Wow, that was an eye opener for me. If I could, I would upvote it much more. Let me remark, that I read that the exponential function is also a solution even if $s$ and $s'$ are allowed to be matrices, as long as these matrices commute. I don't know if there can be a solution if $s$ and $s'$ don't commute. –  asmaier Apr 15 '11 at 19:52
    
small comment; the group property of the propagator is implied by demanding time translation invariance of the propagator description (it doesn't imply that the propagator itself needs to be time translation invariant though) –  lurscher Apr 15 '11 at 19:53

You start by writing down the probability to find a particle at $y$ at time $t$ when it was at $x$ at time $0$, denoted as $K(y,t;x,0)$. You get this by solving the Schrödinger equation with the initial condition $\psi(y,0) = \delta(y-x)$. Then, $K(y,t;x,0) = \psi(y,t)$. Thus, to solve this, we need to know the time development of the initial condition $\psi(y,0)$.

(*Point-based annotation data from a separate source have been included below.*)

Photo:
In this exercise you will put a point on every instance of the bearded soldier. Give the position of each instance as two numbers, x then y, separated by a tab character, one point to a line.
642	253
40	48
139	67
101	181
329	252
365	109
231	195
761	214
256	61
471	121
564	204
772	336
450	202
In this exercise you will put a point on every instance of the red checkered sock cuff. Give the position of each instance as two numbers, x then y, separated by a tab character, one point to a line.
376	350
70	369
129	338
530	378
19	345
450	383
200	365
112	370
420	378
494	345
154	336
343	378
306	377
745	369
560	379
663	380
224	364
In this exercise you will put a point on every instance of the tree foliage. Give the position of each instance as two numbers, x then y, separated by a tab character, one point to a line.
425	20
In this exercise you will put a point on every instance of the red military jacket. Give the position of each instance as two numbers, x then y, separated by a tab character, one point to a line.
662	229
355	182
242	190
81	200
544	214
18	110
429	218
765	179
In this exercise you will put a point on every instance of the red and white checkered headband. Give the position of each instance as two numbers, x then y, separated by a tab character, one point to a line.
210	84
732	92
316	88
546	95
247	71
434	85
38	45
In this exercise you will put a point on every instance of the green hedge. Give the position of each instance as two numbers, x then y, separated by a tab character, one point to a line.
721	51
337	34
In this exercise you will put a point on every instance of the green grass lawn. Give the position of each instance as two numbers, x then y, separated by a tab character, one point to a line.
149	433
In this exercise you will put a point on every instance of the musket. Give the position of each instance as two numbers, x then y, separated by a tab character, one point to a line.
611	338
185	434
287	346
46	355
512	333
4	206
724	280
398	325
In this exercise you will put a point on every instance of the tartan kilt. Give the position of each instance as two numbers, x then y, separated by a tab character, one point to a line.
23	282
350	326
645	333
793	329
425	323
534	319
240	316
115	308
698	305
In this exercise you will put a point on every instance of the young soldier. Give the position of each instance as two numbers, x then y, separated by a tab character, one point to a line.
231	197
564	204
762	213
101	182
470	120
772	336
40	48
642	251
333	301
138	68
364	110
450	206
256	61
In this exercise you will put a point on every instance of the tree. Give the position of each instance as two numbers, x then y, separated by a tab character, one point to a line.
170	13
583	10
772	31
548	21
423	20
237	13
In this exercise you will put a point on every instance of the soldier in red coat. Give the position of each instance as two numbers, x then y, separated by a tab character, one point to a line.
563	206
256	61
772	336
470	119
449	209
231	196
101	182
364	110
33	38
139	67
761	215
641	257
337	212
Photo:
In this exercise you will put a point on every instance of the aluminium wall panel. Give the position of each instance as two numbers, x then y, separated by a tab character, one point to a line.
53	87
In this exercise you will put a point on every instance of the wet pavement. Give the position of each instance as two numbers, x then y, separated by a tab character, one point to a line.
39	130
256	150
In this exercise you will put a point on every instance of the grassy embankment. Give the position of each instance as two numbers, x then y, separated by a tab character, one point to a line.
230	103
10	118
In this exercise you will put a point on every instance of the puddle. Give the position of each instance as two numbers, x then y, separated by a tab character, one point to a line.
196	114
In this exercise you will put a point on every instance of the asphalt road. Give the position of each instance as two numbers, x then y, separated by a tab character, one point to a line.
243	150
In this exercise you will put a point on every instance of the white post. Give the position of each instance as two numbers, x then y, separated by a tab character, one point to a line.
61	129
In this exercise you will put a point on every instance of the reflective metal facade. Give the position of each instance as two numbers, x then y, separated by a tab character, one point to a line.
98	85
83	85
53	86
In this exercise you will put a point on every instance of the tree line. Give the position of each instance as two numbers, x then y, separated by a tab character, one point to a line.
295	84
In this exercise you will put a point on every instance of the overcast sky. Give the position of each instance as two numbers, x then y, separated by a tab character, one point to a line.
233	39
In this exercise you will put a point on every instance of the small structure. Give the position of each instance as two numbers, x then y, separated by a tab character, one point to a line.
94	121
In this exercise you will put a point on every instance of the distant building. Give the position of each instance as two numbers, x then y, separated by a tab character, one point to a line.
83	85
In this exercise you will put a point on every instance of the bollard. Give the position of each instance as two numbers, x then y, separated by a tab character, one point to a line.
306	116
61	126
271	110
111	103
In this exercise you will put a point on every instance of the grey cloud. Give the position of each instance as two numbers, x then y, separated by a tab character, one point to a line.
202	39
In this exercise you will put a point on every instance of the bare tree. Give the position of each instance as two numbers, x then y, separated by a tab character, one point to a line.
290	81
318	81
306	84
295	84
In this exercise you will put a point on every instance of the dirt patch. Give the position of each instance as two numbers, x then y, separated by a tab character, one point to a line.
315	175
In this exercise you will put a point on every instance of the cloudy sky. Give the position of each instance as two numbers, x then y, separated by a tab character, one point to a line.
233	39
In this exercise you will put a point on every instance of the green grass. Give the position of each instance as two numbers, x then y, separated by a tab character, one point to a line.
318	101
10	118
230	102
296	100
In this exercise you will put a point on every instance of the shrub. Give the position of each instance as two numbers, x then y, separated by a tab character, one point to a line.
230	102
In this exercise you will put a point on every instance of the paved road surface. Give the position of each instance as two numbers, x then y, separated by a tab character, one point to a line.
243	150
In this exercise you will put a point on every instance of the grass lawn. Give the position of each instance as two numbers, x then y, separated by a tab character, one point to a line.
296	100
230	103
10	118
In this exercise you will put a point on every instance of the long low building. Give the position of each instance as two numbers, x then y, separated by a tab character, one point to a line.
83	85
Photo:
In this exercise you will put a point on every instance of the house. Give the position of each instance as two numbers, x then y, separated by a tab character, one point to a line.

Let us start with the simple example of a free particle. This is easiest solved in momentum-representation, obtained by Fourier-transforming $\psi(y,t)$:

$$\psi(y,t) = \frac{1}{\sqrt{2\pi\hbar}} \int dp \exp(ipy/\hbar) \tilde \psi(p,t)$$ For $\tilde \psi$, the Schrödinger equation gives $$\tilde \psi(p,t) = \frac{1}{\sqrt{2\pi\hbar}} \exp \left(-\frac{i}{\hbar} \left[\frac{p^2 t}{2m} - px\right]\right)$$ This can be inserted back into the equation for $\psi(y,t)$. The integral over $p$ can be solved exactly. The final result is $$K_\text{free}(y,t;x,0) = \sqrt{\frac{m}{2\pi i\hbar t}} \exp\left(\frac{im(x-y)^2}{2\hbar t}\right)$$

Next step: The solution of the Schrödinger equation can generally be written as $$|\psi, t\rangle = \exp\left(-\frac{iHt}{\hbar}\right) |\psi,0\rangle$$ with $H$ being the Hamiltonian of your system. Writing $H = T+V$, the general formula for $K$ becomes $$K(y,t;x,0) = \langle y \mid \exp(-\frac{i(T+V)t}{\hbar}) \mid x \rangle$$ We use the Trotter-Kato Formula (which holds under certain conditions which I won't go into detail at this point. It allows us to write $$K(y,t;x,0) = \lim_{N\rightarrow \infty} \langle y \mid \left[ \exp(-\frac{iTt}{N\hbar}) \exp(-\frac{iVt}{N\hbar})\right]^N \mid x\rangle$$ We insert the unity operator, decomposed as $1 = \int dx | x \rangle \langle x |$ $N-1$ times, which gives us $$K(y,t;x,0) = \int dx_1 dx_2 \dots dx_{N-1} \prod_{j=0}{N-1} \langle x_{j+1} \mid \exp(-iTt/N\hbar) \exp(-iVt/N\hbar) \mid x_j \rangle$$ Note that $V$ as an operator acting on $|x\rangle$ gives just $V(x) |x\rangle$. And $\langle x_{j+1} | \exp(-iTt/N\hbar) | x_j \rangle$ gives us just the contribution of a free particle, i.e. $$\sqrt{\frac{mN}{2\pi i\hbar t}} \exp\left(\frac{imN}{2\hbar t}(x_{j+1} - x_j)\right)^2$$. If we abbreviate $\tau = t/N$, we can write: $$K(y,t;x,0) = \lim_{N\rightarrow \infty} \int dx_1 dx_2 \dots dx_{N-1} \left( \frac{m}{2\pi i\hbar \tau}\right)^{N/2} \times$$ $$\exp \left(\frac{i\tau}{\hbar} \sum_{j=0}^{N-1} \left[ \frac{m}{2}\left(\frac{x_{j+1}-x_j}{\tau}\right)^2 - V(x_j)\right]\right)$$

The next step is to see the values $x_j$ as points of a certain path $x(t')$ evaluated at points $t' = t_j = j\tau = jt/N$. If $\tau$ is small, we write $$\sum_{j=0}^{N-1} \tau f(t_j) \rightarrow \int f(t') dt'$$ $$\frac{x_{j+1} - x_j}{\tau} \rightarrow \dot x(t')$$ where the dot denotes the time-derivative.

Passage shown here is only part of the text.